Slip Slide, How It Affects Your Commute, And What We Are Doing To Combat It
In autumns past, you may have heard our train crews mention "slip-slide" to explain minor service delays. This condition is created by a slimy substance left by crushed leaves on our rails that gets even more slippery after it rains.
When a train attempts to speed up or slow down, this gelatinous "slime" can cause the wheels to slip or slide along the rails. In severe cases the train will automatically make an emergency stop, because the on-board computer system perceives "slip-sliding" as excessive speed. And this slip-sliding and braking can also create flat spots on the train's wheels, forcing us to take much-needed equipment out of service for repairs.
Over the past several years, we have taken a very proactive approach to combating this problem, and you've been experiencing slippery rail less and less frequently.
Changes we have enacted include:
- Instructing our engineers to report slippery conditions immediately to our Operations Control Center. (We have also provided additional training in how to operate through these "slippery" areas.)
- Enhancing our computerized train-tracking system to allow for automatic reporting of slip-slide incidents and conditions, enabling us to take corrective action more quickly.
- Installing a Wheel Impact Load Detector (WILD) across all four tracks in the Park Avenue Tunnel. This monitors for wheel flats that may have developed during operation and allows us to identify and prioritize wheels for repair.
- Installing a tandem Wheel Truing Lathe in Harmon Shop. We built a state-of-the-art wheel true facility in Harmon that can cut both wheels on a truck simultaneously. This allows for proper wheel diameter matching and also helps us return cars to service more quickly so we have enough cars available for our customers. CDOT is currently building a second identical facility in New Haven to support our new M8 Fleet..

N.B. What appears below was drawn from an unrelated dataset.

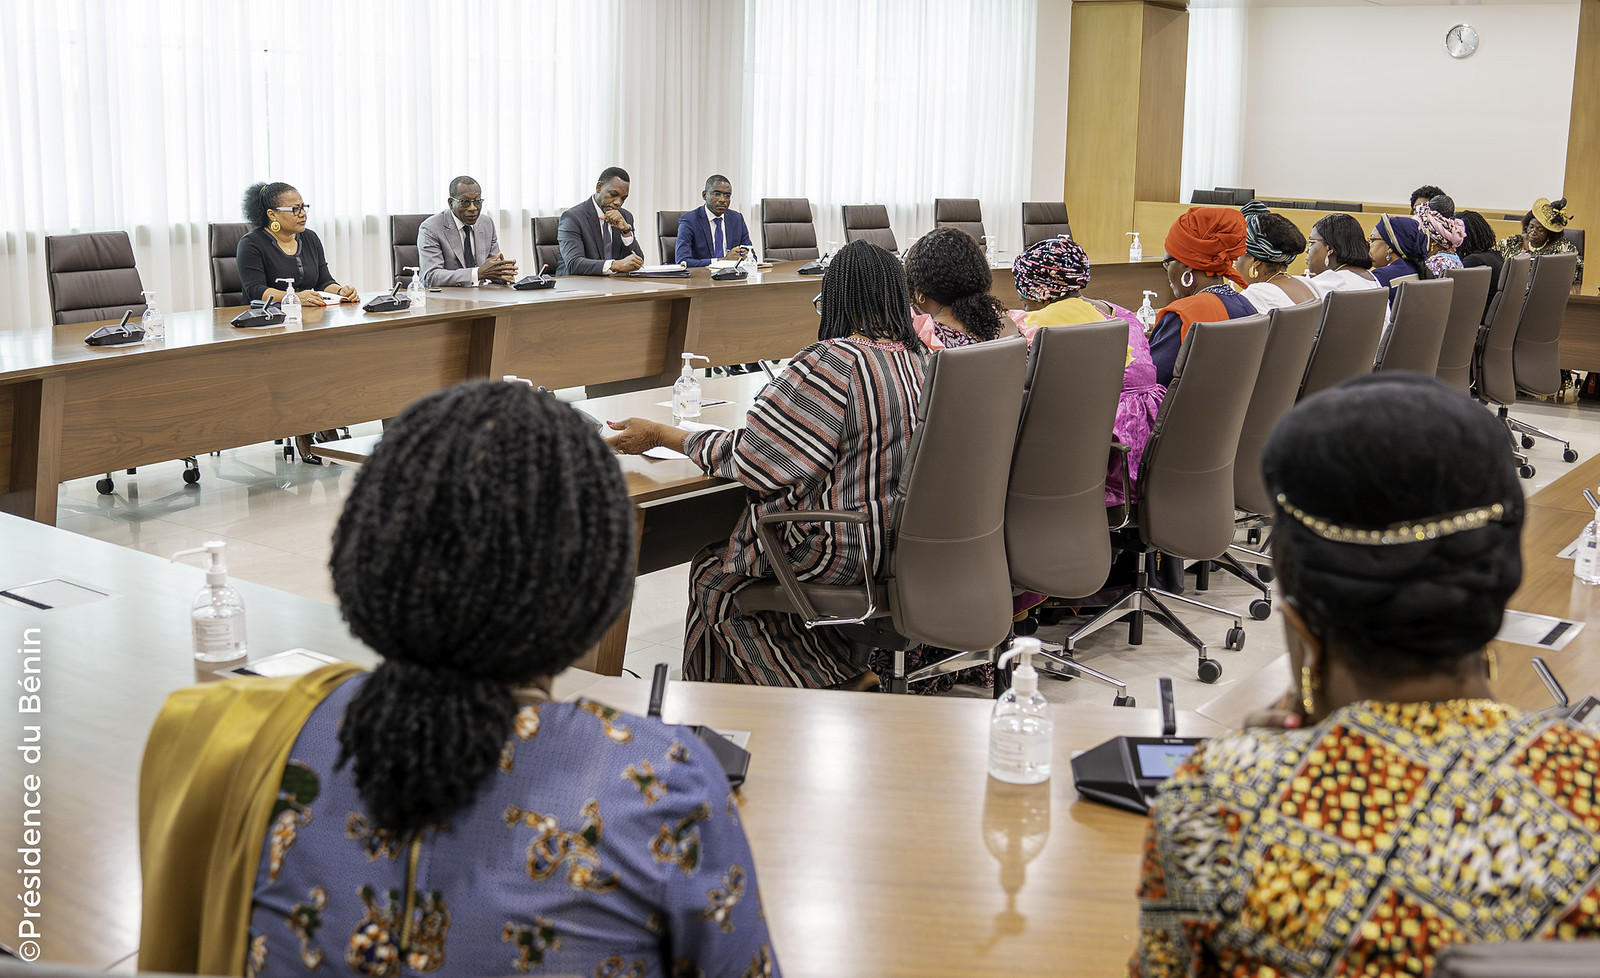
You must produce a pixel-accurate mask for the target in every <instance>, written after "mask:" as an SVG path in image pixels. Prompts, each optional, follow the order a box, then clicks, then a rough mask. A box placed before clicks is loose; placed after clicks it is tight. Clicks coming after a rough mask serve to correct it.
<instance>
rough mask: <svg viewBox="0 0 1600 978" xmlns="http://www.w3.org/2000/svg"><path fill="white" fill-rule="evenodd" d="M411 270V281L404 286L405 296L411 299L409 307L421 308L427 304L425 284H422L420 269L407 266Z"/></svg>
mask: <svg viewBox="0 0 1600 978" xmlns="http://www.w3.org/2000/svg"><path fill="white" fill-rule="evenodd" d="M406 271H408V272H411V283H410V285H406V287H405V298H408V299H411V309H422V307H426V306H427V285H422V269H419V267H414V266H408V267H406Z"/></svg>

Many of you may notice that under extreme conditions, we now reduce speeds through problem areas. While this may result in a slight delay to your service, it ensures safe operation of our trains and also prevents a greater delay because of wheel damage. And no flat spots on train wheels also means we can operate at regular speeds in non-problem areas, and we don't need to take the equipment out of service to maintain it.
We have also stepped up our efforts to keep our right of way as "leaf free" as possible. (This is no small feat given the number of trees that line our tracks.) We use rail washers and scrubbers more frequently to remove dead leaves from the tracks. And on-board "sanders" on our diesel trains automatically drop sand on our tracks to help improve traction and reduce wheel slippage when it begins to occur.
We please ask that you keep in mind that while we can reduce the incidents of slippery rail, we cannot eliminate them. We will continue our efforts to try to minimize any delays and inconvenience slippery rail may create for you this autumn. And, as always, we appreciate your patience.